En 1925, René Lacoste es considerado el mejor tenista de su país. Gana el Campeonato Francés y Wimbledon, tanto en la categoría individual como en los títulos de dobles junto a su compañero Jean Borotra. Sin embargo, el gran año de Lacoste fue 1927, cuando su actuación fue decisiva en la tercera final consecutiva para Francia en la Copa Davis. El país galo lograba el primer trofeo en su historia, obligando a Estados Unidos a echar el freno tras alzarse con siete títulos consecutivos. Pero su carrera sufrió un fuerte revés de manera repentina a causa de una bronquitis que le mantuvo retirado durante unos años. En 1932, volvió a las pistas pero no pudo disputar más de cuatro partidos. Su retirada definitiva había llegado, pero a su vínculo con el tenis le quedaba algún capítulo más.

Tras dejar aparcada de manera profesional la raqueta, Lacoste no desconectó de este deporte al convertirse en capitán del equipo francés de la Copa Davis entre 1931 y 1933, además de presidente de la Federación Francesa de Tenis hasta 1942. Pero su verdadero hito fuera de las pistas de tenis fue su relación con la figura del cocodrilo, el suyo, el de Lacoste.

Todo comenzó en 1923, en un viaje a Estados Unidos junto al equipo francés de la Copa Davis en el que el tenista quedó maravillado con una maleta de piel de cocodrilo expuesta en un escaparate. El entrenador le prometió que la maleta sería suya si ganaban y, aunque perdieron, sus compañeros y seguidores le apodaron Le Crocodile (el cocodrilo). El famoso logo surgió en 1928 cuando un amigo de Lacoste le cosió en el bolsillo del pecho de su chaqueta un cocodrilo con la mandíbula abierta y la cola levantada. Las piezas del puzzle ya estaban sobre la mesa, solo quedaba unirlas y dar forma al que sería el mayor triunfo profesional del francés.

La marca Lacoste empezó a tomar forma en 1933 cuando René se unió a André Guillier, uno de los empresarios textiles más importantes de la época que usaba un tejido de punto suave y absorbente que resultaba adecuado para la ropa de deporte.
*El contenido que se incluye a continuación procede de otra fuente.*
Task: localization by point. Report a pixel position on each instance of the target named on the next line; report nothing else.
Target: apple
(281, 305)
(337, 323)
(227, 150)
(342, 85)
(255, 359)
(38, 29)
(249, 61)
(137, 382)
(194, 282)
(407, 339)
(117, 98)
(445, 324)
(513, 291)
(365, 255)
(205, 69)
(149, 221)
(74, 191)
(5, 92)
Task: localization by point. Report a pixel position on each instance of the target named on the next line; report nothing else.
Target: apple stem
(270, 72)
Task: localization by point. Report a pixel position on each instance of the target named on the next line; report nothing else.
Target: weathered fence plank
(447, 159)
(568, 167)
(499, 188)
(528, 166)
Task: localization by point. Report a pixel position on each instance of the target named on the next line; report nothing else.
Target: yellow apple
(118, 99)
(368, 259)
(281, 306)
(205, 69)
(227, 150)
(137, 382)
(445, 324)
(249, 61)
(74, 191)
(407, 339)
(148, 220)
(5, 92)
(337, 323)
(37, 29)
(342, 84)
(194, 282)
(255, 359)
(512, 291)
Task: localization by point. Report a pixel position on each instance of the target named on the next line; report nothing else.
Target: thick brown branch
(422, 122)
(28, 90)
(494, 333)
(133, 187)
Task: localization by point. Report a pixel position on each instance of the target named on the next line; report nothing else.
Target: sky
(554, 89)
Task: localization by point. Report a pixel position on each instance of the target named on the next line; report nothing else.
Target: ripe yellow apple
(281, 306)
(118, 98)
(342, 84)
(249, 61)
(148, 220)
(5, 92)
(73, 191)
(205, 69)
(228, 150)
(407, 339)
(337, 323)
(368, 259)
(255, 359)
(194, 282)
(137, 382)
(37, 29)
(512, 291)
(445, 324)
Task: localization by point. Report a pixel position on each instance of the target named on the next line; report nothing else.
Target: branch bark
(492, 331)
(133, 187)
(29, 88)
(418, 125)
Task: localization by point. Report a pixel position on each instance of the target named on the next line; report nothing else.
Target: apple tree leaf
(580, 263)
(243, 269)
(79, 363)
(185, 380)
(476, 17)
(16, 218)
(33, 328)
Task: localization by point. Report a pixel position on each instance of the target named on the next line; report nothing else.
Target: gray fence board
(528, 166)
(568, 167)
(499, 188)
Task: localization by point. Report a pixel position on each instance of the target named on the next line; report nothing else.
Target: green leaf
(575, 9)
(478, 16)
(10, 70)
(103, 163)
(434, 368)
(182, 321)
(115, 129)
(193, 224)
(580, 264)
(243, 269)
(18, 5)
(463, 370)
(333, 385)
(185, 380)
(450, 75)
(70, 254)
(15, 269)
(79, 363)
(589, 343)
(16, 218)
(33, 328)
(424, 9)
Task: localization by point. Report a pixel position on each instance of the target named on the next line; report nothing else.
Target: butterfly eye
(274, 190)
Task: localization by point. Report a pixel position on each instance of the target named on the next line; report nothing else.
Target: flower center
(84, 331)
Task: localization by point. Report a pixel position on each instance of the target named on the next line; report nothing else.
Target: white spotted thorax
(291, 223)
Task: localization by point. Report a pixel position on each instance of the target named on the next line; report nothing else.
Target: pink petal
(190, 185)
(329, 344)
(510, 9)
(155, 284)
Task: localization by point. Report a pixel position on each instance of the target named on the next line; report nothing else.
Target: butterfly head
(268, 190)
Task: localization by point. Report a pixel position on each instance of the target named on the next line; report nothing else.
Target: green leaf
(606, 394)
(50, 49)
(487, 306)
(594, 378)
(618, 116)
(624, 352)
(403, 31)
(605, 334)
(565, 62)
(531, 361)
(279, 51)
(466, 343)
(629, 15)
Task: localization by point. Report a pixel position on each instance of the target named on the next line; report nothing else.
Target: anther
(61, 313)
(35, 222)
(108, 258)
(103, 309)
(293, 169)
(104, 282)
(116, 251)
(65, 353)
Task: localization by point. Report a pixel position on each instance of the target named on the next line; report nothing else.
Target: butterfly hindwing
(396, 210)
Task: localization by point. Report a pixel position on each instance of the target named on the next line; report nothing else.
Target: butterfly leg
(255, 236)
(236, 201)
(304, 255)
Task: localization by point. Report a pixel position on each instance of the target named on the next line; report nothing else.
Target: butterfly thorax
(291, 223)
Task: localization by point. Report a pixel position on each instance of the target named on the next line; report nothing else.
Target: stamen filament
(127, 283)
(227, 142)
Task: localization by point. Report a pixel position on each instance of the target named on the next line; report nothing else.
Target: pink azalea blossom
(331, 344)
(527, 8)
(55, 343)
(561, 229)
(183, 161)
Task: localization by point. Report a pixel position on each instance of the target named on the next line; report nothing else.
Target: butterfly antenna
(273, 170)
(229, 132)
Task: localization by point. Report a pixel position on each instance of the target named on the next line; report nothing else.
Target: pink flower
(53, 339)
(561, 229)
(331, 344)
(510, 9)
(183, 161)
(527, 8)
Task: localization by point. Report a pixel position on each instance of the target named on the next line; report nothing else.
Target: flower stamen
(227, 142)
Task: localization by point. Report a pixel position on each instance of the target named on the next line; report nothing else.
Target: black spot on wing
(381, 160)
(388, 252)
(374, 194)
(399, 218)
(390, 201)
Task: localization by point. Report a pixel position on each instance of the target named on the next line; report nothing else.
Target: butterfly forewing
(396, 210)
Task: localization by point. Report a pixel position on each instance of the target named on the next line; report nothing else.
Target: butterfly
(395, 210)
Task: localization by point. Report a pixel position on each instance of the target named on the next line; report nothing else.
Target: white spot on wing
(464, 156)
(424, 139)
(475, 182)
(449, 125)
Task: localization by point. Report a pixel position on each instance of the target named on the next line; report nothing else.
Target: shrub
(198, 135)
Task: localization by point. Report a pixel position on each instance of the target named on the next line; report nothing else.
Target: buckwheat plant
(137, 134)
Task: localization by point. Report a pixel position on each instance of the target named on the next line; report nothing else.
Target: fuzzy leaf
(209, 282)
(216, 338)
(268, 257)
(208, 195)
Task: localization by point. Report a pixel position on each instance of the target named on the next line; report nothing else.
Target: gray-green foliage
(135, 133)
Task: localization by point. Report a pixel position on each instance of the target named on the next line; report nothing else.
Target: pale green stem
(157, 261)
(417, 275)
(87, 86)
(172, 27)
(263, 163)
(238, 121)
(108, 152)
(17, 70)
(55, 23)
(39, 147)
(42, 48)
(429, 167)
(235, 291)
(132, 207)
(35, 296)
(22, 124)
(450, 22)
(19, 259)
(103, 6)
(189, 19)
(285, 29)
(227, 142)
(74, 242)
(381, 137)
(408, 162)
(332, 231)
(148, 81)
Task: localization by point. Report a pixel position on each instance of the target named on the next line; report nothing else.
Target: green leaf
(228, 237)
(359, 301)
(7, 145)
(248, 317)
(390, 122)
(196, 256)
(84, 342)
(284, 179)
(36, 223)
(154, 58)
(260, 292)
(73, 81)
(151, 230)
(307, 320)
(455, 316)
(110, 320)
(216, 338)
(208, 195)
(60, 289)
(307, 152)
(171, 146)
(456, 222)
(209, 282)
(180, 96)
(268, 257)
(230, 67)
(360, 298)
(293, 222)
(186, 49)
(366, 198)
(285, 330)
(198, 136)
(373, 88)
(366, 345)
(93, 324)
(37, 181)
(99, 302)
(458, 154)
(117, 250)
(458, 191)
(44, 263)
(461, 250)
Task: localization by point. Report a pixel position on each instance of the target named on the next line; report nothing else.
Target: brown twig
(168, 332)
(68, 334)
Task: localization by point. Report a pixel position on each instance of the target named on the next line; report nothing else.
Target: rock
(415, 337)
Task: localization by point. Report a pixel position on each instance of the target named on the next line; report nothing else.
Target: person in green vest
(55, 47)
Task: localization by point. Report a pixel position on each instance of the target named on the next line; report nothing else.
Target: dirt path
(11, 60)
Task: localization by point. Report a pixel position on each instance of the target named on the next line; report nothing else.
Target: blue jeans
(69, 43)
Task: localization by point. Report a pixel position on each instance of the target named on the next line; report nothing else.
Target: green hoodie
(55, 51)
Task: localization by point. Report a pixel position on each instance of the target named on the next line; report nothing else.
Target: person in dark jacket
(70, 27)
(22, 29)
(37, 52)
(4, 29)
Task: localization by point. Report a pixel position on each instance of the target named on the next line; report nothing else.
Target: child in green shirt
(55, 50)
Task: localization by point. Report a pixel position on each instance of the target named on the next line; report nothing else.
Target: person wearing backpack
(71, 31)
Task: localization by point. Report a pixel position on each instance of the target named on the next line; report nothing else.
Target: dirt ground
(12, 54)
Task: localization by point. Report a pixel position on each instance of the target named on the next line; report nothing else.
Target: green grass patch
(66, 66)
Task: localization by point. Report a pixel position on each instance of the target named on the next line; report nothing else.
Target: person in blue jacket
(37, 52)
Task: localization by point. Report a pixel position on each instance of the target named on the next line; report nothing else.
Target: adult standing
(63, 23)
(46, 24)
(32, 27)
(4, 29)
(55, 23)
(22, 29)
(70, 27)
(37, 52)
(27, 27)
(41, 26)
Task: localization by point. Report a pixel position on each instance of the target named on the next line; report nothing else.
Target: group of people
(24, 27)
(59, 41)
Así, creó una prenda de manga corta con cuello ribete-canalé que sería la primera en pisar las pistas de tenis. Bautizado como la ‘chemise Lacoste’, esta creación tomó el nombre de polo con los años ya que su diseño estaba inspirado en la indumentaria que se usaba para practicar ese deporte. Fue tal la aceptación que obtuvo, que gracias a esta invención la marca comenzó su despegue internacional y el polo de Lacoste sería tomado como ejemplo para otras marcas. Se había colocado la pieza final. El puzzle estaba completo.

El polo Lacoste salió de las pistas de tenis y los campos de golf para empezar a venderse al gran público. El modelo original era de color blanco –único permitido en las canchas de tenis–, pero gradualmente se empezó a teñir de azul marino o rojo, hasta estar disponible en 65 colores.

La multinacional francesa comenzaba su gran crecimiento y en los años 50 ya exportaba el producto. Unos años después el negocio se ampliaba y Lacoste como marca comercializaba gafas, perfumes, relojes y un sinfín de productos que marcaban el rumbo que la firma empezaba a tomar. Un rumbo que no alejaba a la compañía, ni a René Lacoste, de sus orígenes: el tenis. En 1960, el francés volvía a coger la raqueta, pero con el objetivo de perfeccionarla, creando la pastilla antivibración. Tres años después creaba una versión de acero, invento con el que se consiguieron 46 títulos de Grand Slam entre 1966 y 1978, y que popularizaron figuras como Jimmy Connors o Billy Jean King.

Por muchas personalidades que hayan lucido el cocodrilo, nadie como René Lacoste ha sabido darle forma e historia a un reptil que, a través del tiempo, se convirtió en su mejor amigo, compañero y negocio.